Materials and Methods

Collection of fungal isolates

Soybean plants infected with M. phaseolina were collected from soybean growing areas of Punjab, Pakistan. These infected samples were kept in polythene bags and brought to plant pathology laboratory for isolation and further processing. Potato dextrose agar (PDA) medium was used to culture M. phaseolina. For this purpose, 200 g peeled and sliced potatoes, 20 g agar and 20 g dextrose were used. The potatoes were sliced, boiled in 400 mL distilled water and their extract was used after filtration with muslin cloth. Likewise, agar was boiled in distilled water (400 mL); after boiling, 20 g of melted agar and 20 g of dextrose were mixed with potato extract. After preparation, the medium was autoclaved at 121°C for 30 min. Symptomatic portions of stems were chopped into 5- to 7-mm long pieces. The chopped pieces were disinfested with mercuric chloride (0.1%), washed with sterilized distilled water and then placed on PDA plates with the help of sterilized forceps. These PDA plates were incubated at 27 ± 1°C for 4 days to get suitable growth of M. phaseolina. Characteristics of M. phaseolina were identified on the basis of formation of sclerotia and morphology of colony by following guidelines of Mahdizadeh et al. (2011). To maintain fungal culture in a viable condition, the PDA plates were placed in a refrigerator at 4°C until used.

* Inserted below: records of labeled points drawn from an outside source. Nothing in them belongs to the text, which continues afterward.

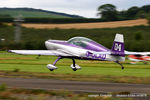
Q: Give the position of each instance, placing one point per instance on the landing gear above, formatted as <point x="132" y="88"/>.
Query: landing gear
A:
<point x="52" y="67"/>
<point x="122" y="67"/>
<point x="75" y="66"/>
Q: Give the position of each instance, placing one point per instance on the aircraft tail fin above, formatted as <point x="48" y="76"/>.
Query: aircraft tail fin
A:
<point x="118" y="46"/>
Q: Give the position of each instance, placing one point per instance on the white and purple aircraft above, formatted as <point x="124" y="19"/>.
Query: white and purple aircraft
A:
<point x="84" y="49"/>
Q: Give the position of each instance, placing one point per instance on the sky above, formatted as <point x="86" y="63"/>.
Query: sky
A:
<point x="85" y="8"/>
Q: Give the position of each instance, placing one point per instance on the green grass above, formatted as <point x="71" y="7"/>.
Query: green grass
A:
<point x="9" y="62"/>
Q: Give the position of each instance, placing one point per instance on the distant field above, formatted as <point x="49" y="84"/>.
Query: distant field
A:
<point x="102" y="71"/>
<point x="116" y="24"/>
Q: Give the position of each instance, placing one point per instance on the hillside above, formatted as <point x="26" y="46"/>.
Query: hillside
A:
<point x="116" y="24"/>
<point x="31" y="13"/>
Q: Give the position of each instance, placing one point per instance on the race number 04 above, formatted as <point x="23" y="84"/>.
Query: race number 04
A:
<point x="117" y="47"/>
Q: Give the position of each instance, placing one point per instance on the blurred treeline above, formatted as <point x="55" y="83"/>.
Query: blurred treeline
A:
<point x="137" y="38"/>
<point x="107" y="12"/>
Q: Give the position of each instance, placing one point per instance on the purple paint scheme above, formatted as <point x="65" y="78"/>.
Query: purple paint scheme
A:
<point x="96" y="47"/>
<point x="57" y="60"/>
<point x="63" y="42"/>
<point x="118" y="49"/>
<point x="90" y="45"/>
<point x="95" y="56"/>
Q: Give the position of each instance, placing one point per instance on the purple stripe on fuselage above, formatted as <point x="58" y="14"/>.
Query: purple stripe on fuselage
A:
<point x="63" y="43"/>
<point x="96" y="47"/>
<point x="91" y="45"/>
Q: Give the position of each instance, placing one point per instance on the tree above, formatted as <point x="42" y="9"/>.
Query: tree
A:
<point x="148" y="18"/>
<point x="108" y="12"/>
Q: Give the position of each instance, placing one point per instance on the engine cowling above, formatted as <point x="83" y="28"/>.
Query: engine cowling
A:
<point x="51" y="67"/>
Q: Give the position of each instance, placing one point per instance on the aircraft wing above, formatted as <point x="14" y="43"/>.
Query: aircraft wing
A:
<point x="126" y="53"/>
<point x="40" y="52"/>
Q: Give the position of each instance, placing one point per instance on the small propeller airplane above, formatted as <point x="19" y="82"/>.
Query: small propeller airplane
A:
<point x="84" y="49"/>
<point x="139" y="58"/>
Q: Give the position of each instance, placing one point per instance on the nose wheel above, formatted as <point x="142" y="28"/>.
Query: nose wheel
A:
<point x="75" y="66"/>
<point x="122" y="67"/>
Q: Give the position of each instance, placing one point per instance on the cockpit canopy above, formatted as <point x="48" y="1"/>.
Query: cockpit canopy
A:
<point x="87" y="44"/>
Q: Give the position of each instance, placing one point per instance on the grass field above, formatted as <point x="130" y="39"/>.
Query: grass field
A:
<point x="101" y="70"/>
<point x="116" y="24"/>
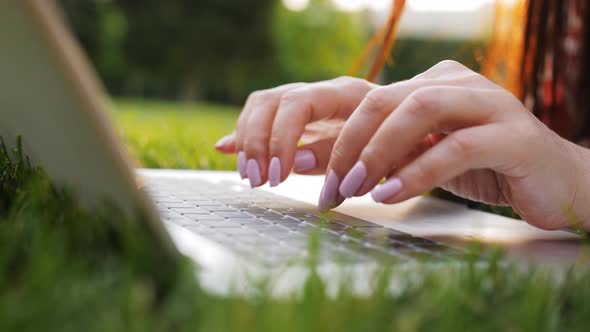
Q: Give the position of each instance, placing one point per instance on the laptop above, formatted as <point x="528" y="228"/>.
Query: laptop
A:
<point x="50" y="96"/>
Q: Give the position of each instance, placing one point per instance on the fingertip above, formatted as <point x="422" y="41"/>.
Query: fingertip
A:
<point x="226" y="144"/>
<point x="274" y="172"/>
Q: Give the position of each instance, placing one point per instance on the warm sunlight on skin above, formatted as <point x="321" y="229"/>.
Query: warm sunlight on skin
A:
<point x="415" y="5"/>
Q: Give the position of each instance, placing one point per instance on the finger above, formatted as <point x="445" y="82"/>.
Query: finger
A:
<point x="365" y="120"/>
<point x="462" y="151"/>
<point x="335" y="99"/>
<point x="250" y="105"/>
<point x="255" y="131"/>
<point x="227" y="144"/>
<point x="313" y="158"/>
<point x="428" y="110"/>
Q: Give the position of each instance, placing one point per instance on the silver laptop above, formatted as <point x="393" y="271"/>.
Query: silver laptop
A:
<point x="50" y="96"/>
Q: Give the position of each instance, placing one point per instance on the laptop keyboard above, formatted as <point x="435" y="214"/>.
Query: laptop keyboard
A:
<point x="273" y="229"/>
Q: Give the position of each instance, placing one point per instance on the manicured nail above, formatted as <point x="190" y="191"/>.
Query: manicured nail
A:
<point x="353" y="180"/>
<point x="242" y="164"/>
<point x="387" y="190"/>
<point x="274" y="172"/>
<point x="329" y="192"/>
<point x="253" y="173"/>
<point x="223" y="141"/>
<point x="304" y="161"/>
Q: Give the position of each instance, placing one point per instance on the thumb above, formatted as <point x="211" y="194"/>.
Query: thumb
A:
<point x="313" y="158"/>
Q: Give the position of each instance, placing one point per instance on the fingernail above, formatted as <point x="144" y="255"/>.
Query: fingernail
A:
<point x="223" y="141"/>
<point x="353" y="180"/>
<point x="329" y="192"/>
<point x="304" y="161"/>
<point x="242" y="164"/>
<point x="387" y="190"/>
<point x="253" y="172"/>
<point x="274" y="172"/>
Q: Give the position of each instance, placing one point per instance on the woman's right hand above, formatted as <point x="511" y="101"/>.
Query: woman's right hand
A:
<point x="274" y="121"/>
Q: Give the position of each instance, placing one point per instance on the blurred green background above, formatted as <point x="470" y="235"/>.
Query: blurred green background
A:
<point x="220" y="51"/>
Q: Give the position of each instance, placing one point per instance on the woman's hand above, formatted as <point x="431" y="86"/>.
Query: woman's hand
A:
<point x="452" y="128"/>
<point x="274" y="121"/>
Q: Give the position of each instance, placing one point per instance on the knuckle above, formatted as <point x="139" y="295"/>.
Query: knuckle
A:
<point x="422" y="102"/>
<point x="294" y="96"/>
<point x="350" y="81"/>
<point x="372" y="154"/>
<point x="339" y="151"/>
<point x="462" y="145"/>
<point x="374" y="102"/>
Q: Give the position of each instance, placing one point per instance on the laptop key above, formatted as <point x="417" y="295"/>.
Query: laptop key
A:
<point x="199" y="216"/>
<point x="219" y="224"/>
<point x="232" y="215"/>
<point x="190" y="210"/>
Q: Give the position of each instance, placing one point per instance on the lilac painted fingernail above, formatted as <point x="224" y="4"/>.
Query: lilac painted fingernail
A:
<point x="387" y="190"/>
<point x="353" y="180"/>
<point x="274" y="172"/>
<point x="329" y="192"/>
<point x="223" y="141"/>
<point x="304" y="161"/>
<point x="242" y="164"/>
<point x="253" y="172"/>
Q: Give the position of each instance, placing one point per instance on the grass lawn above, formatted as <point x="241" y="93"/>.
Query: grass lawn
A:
<point x="63" y="268"/>
<point x="169" y="135"/>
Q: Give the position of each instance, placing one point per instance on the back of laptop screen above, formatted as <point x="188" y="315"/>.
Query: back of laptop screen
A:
<point x="50" y="97"/>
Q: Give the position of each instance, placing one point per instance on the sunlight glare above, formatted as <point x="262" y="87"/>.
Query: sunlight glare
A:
<point x="447" y="6"/>
<point x="296" y="5"/>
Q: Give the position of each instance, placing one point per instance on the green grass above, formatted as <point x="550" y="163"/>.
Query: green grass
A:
<point x="63" y="268"/>
<point x="169" y="135"/>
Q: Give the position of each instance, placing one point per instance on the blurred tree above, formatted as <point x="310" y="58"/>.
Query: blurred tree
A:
<point x="193" y="43"/>
<point x="318" y="42"/>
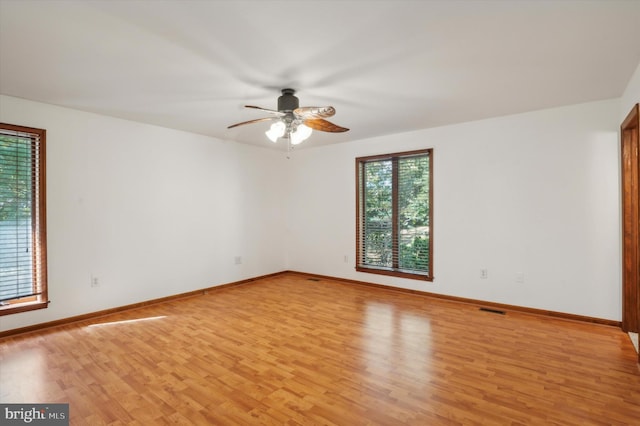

For mass culturing of M. phaseolina, rice seeds were washed with distilled water, placed in narrow glass flasks of 250 mL, and soaked with enough water to cover the seeds. The flasks were plugged with cotton and wrapped with aluminum foil. After 12 h seeds were autoclaved at 121°C for 30 min. After cooling, 5 mm mycelial discs were taken from 7 days old culture of M. phaseolina, which had been prepared in PDA medium. These discs of M. phaseolina were placed in flasks containing rice seeds and incubated at 27 ± 1°C for 15 days in dark. From 3^rd day on, flasks were stirred daily to avoid aggregate formation. After 15 days, the seeds were completely colonized showing black color and became ready for use. After incubation, the inoculum was kept at 4°C till further utilization in the experiments.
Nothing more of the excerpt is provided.